Talvez esteja aí o seu irônico erro: ter entregue algo tão impactante no momento certo e, depois, optar por arrastar a segunda metade da temporada ao invés de aproveitar seu momentum. Nem todo o episódio precisa ser sobre sangue e fogo, a principal característica da saga é muito mais sobre o jogo político em si, mas é inegável a sensação de que esse episódio seria ideal para a abertura de uma nova temporada ao invés de uma season finale. De fato, a chuva de críticas a qual a série foi submetida nos últimos dias teria sido completamente evitada se tivessem optado por encerrar o ano em seu sétimo episódio. É interessante que, originalmente, o plano da HBO era manter a nova temporada com dez episódios, porém, em março de 2023, o Deadline revelou que a reescrita de parte dos roteiros diminuiu para oito. A decisão de segurar parte da trama, a Batalha da Goela e sua repercussão, provavelmente por sua grandiosidade de produção e execução, contribuiu para esse final morno. Ou seja, é realmente uma questão de planejamento mal-executada não somente uma, mas duas vezes.

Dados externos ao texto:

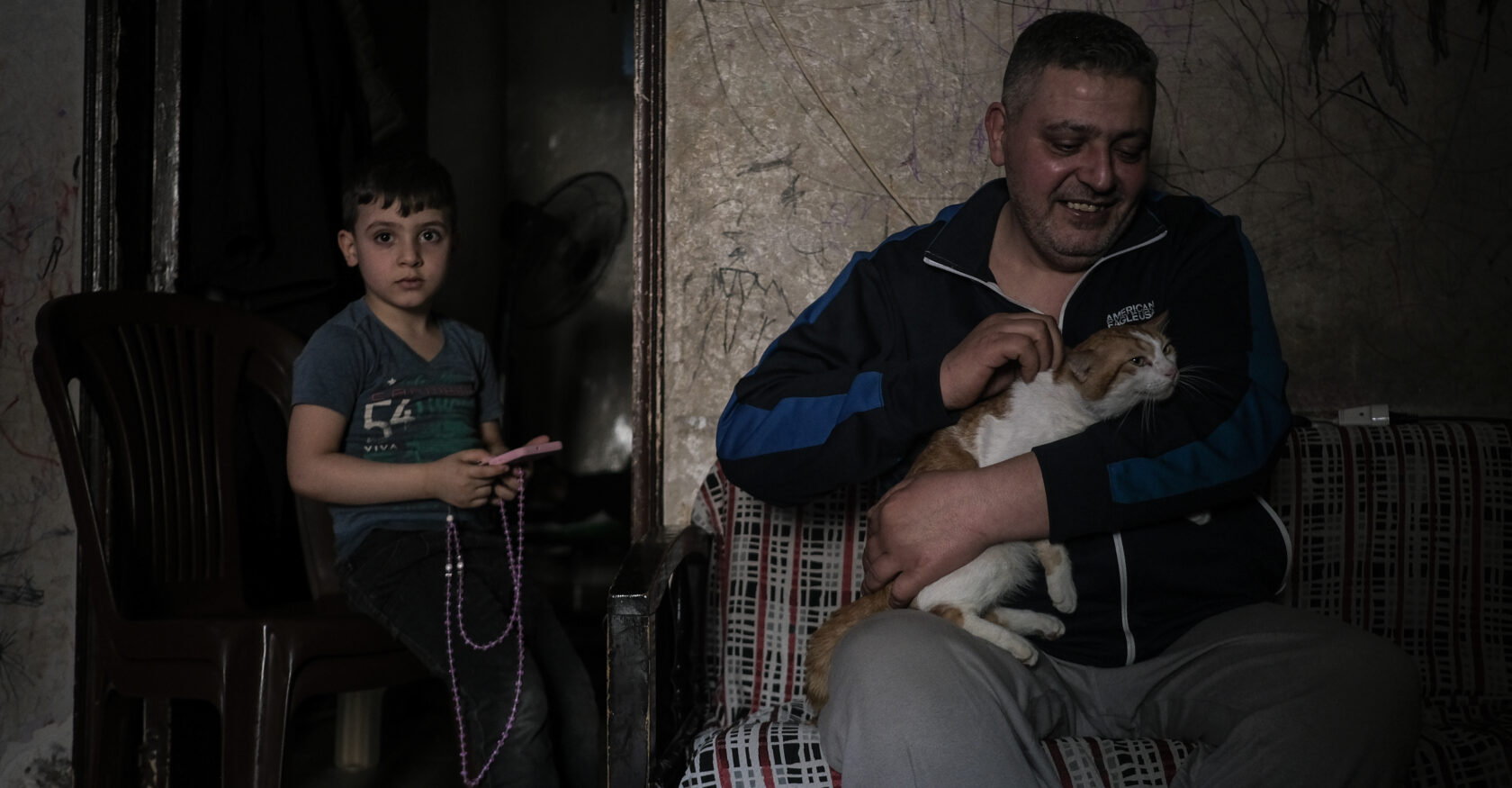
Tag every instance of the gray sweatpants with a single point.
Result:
(1274, 696)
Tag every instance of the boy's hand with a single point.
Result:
(463, 481)
(508, 485)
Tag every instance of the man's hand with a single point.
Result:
(931, 525)
(1002, 345)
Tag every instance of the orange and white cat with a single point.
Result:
(1109, 374)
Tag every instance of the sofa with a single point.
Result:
(1403, 530)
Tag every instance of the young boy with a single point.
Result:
(395, 410)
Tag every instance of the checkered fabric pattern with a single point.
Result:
(1400, 530)
(1407, 531)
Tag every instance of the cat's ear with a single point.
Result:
(1080, 365)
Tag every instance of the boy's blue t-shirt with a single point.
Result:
(398, 407)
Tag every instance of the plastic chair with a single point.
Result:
(177, 386)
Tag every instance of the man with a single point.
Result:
(1174, 636)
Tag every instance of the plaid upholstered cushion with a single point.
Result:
(1407, 531)
(1402, 530)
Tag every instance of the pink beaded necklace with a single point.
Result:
(515, 549)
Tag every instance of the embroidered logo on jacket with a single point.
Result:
(1133, 313)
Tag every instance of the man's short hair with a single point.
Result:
(415, 180)
(1078, 40)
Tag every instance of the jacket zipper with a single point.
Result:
(1124, 601)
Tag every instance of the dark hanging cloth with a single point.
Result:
(274, 118)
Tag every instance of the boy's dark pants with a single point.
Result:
(398, 580)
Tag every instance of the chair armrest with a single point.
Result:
(655, 656)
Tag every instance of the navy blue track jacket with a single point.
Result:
(850, 394)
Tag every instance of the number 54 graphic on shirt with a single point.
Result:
(401, 415)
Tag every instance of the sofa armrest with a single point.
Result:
(656, 690)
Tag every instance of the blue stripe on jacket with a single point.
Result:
(806, 421)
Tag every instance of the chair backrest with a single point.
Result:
(778, 575)
(189, 403)
(1407, 531)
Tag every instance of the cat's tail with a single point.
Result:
(829, 634)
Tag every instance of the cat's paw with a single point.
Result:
(1062, 592)
(1027, 622)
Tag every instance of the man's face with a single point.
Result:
(1076, 158)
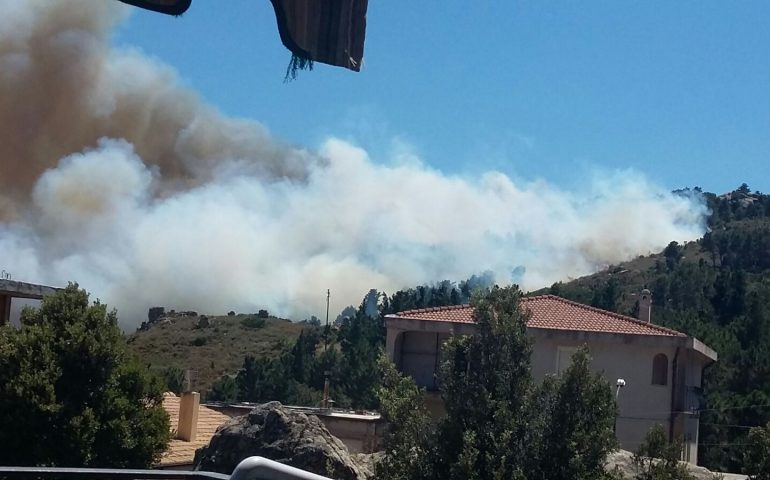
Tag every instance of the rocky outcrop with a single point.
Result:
(286, 436)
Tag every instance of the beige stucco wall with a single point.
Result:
(641, 403)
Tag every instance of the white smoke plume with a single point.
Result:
(113, 175)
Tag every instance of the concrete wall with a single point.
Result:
(414, 347)
(642, 404)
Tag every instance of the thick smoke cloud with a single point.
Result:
(113, 175)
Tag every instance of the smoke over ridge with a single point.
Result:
(114, 175)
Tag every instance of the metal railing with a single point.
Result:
(252, 468)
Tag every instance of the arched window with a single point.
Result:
(660, 369)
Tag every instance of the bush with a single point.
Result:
(71, 395)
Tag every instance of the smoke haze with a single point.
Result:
(114, 175)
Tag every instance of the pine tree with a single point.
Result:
(71, 395)
(485, 380)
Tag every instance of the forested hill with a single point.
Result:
(716, 289)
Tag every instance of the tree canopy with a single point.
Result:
(498, 422)
(71, 395)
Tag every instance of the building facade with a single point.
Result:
(660, 368)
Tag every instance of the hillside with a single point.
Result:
(716, 289)
(214, 350)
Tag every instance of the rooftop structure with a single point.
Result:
(10, 289)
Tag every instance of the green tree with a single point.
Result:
(578, 428)
(173, 378)
(757, 455)
(498, 423)
(409, 436)
(71, 395)
(223, 390)
(485, 380)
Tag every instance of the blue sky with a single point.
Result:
(679, 91)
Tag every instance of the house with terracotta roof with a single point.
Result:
(192, 426)
(661, 368)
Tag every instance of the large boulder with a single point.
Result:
(283, 435)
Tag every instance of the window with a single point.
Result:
(660, 369)
(564, 358)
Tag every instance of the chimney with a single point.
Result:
(645, 305)
(188, 412)
(188, 416)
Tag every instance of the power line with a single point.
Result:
(729, 425)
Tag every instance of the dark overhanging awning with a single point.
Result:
(169, 7)
(326, 31)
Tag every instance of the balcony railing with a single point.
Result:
(252, 468)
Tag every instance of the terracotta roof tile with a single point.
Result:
(554, 313)
(180, 452)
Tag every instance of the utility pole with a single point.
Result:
(325, 403)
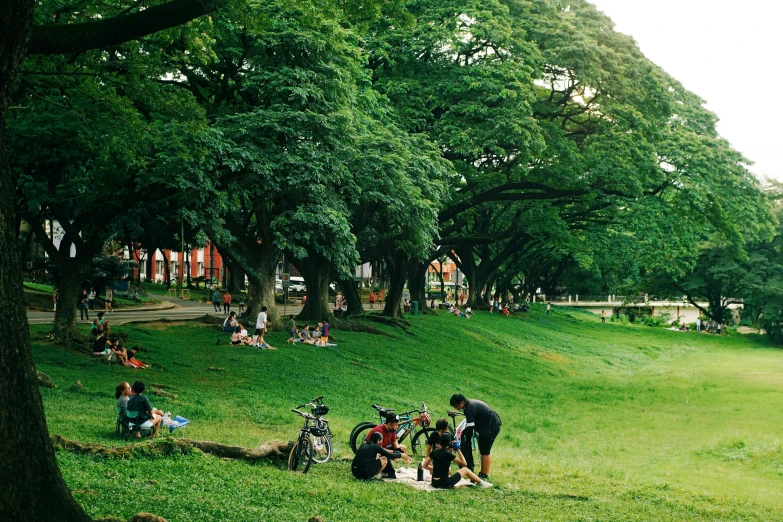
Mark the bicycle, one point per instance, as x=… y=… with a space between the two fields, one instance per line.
x=413 y=423
x=322 y=444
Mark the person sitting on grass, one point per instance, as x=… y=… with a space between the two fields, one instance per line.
x=389 y=432
x=100 y=346
x=148 y=416
x=99 y=325
x=118 y=353
x=263 y=345
x=122 y=394
x=441 y=427
x=373 y=461
x=230 y=324
x=439 y=462
x=132 y=361
x=293 y=330
x=324 y=338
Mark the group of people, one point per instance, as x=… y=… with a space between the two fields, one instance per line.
x=225 y=301
x=85 y=302
x=318 y=336
x=374 y=457
x=111 y=347
x=239 y=334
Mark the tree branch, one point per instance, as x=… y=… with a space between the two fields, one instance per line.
x=75 y=38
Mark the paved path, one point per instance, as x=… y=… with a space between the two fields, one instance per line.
x=173 y=309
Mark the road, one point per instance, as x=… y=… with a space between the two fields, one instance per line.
x=174 y=309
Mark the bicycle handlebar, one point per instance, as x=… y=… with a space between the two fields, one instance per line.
x=303 y=414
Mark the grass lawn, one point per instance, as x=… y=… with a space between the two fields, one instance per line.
x=600 y=422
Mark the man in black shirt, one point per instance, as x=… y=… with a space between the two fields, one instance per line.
x=371 y=459
x=441 y=426
x=486 y=423
x=439 y=461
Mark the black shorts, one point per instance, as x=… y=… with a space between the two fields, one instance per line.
x=487 y=438
x=450 y=482
x=367 y=472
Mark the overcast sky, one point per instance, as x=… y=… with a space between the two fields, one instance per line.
x=728 y=52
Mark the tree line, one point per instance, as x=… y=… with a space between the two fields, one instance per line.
x=527 y=141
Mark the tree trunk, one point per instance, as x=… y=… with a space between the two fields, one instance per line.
x=72 y=274
x=317 y=273
x=261 y=291
x=417 y=284
x=391 y=307
x=351 y=293
x=32 y=486
x=235 y=277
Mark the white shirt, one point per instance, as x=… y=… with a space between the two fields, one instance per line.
x=261 y=321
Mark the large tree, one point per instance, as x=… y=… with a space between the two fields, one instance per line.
x=32 y=486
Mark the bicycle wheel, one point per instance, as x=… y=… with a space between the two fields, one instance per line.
x=419 y=441
x=301 y=455
x=359 y=433
x=322 y=448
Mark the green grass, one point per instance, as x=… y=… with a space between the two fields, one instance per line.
x=600 y=422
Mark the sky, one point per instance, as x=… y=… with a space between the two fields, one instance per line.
x=728 y=52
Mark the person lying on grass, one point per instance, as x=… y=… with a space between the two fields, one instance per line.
x=132 y=361
x=441 y=427
x=439 y=462
x=373 y=461
x=148 y=416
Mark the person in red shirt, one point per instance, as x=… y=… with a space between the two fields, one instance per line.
x=226 y=303
x=389 y=431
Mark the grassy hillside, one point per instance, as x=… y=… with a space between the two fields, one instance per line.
x=601 y=422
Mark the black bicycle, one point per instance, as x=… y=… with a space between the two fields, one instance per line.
x=301 y=456
x=414 y=424
x=322 y=444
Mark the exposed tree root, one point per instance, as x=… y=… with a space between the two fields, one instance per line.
x=168 y=446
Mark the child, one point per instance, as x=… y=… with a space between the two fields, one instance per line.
x=324 y=334
x=439 y=461
x=132 y=361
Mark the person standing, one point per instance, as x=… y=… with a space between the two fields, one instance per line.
x=216 y=299
x=81 y=303
x=226 y=303
x=261 y=322
x=485 y=422
x=109 y=300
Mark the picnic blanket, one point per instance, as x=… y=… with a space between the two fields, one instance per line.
x=408 y=476
x=176 y=422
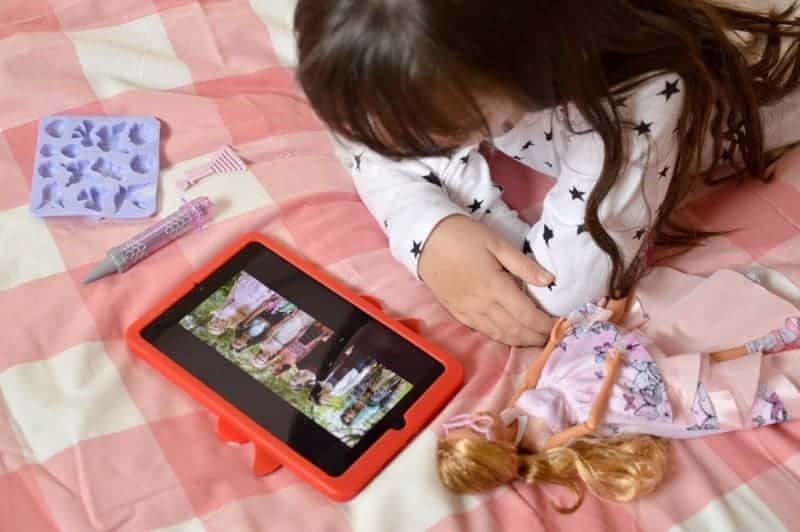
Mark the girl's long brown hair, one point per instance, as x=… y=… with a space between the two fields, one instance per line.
x=401 y=75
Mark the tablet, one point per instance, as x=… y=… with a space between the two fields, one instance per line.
x=314 y=375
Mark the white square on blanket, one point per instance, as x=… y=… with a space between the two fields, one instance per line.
x=60 y=401
x=194 y=525
x=30 y=251
x=278 y=17
x=235 y=193
x=137 y=54
x=738 y=509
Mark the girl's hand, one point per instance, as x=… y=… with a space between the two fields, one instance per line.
x=463 y=264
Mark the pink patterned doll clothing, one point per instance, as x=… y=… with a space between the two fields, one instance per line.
x=679 y=396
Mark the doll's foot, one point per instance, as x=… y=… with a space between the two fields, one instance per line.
x=783 y=339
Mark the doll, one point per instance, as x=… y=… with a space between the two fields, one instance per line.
x=600 y=404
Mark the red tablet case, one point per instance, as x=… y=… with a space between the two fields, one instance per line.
x=270 y=452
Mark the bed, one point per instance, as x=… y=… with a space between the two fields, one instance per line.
x=93 y=439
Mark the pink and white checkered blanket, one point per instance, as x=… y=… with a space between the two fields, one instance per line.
x=93 y=439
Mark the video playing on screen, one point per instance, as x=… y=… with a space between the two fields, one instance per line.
x=288 y=351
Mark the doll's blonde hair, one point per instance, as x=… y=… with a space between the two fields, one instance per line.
x=620 y=468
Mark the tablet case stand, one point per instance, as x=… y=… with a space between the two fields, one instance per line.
x=263 y=462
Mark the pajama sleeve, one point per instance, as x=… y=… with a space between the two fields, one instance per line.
x=410 y=197
x=559 y=240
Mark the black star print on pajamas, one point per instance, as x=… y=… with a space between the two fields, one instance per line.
x=416 y=249
x=670 y=88
x=643 y=128
x=432 y=179
x=547 y=235
x=727 y=154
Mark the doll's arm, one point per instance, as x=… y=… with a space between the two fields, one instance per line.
x=531 y=379
x=618 y=308
x=564 y=437
x=599 y=406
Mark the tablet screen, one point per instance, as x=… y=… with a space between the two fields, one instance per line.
x=274 y=341
x=301 y=361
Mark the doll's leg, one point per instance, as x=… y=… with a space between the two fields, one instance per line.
x=787 y=337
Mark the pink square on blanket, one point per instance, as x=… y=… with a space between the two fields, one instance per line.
x=302 y=175
x=90 y=14
x=22 y=16
x=770 y=487
x=511 y=511
x=695 y=469
x=211 y=472
x=118 y=482
x=30 y=313
x=16 y=186
x=135 y=291
x=760 y=216
x=190 y=125
x=293 y=508
x=262 y=104
x=165 y=5
x=22 y=61
x=234 y=40
x=13 y=457
x=21 y=504
x=752 y=452
x=310 y=221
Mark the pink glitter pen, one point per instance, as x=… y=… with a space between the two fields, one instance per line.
x=119 y=259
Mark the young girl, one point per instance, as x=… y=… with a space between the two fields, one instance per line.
x=593 y=404
x=621 y=101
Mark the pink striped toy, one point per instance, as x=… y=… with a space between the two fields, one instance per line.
x=225 y=161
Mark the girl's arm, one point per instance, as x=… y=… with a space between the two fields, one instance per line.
x=531 y=379
x=599 y=406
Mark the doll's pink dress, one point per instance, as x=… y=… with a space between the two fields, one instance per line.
x=679 y=396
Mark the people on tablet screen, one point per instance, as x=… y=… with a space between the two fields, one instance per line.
x=245 y=297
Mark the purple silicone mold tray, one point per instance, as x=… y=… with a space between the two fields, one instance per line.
x=105 y=166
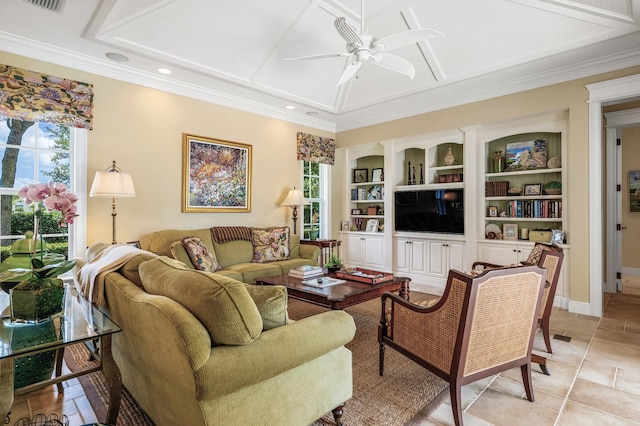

A produção ainda cometeu outros erros: abandonou Daemon às traças em Harrenhal, descaracterizou Alicent para libertá-la de algo que ela começou, desmantelou os Verdes cedo demais, insistiu em dar destaque a um personagem tão detestado quanto o Cole às custas do aprofundamento de personagens mais relevantes, e colocou os Pretos com uma vantagem tão palpável que fica difícil saber como algo poderia dar errado.
O fechar das cortinas até 2026 e a confirmação de que a aventura de ‘House of the Dragon’ já está na metade é a chance dos roteiristas corrigirem o ritmo da narrativa e servirem o prato principal, a Dança, ao invés de apenas entradas – o que parece uma analogia cabível em uma narrativa que terminou a temporada com a promessa da maior batalha marítima da história de Westeros para acabar com a fome em Pouso Real. Afinal, não é só o povo que está com fome, mas a audiência também.
Onde assistir? As duas temporadas já estão disponíveis na Max. ‘House of the Dragon’ está renovada para 3ª e 4ª temporadas.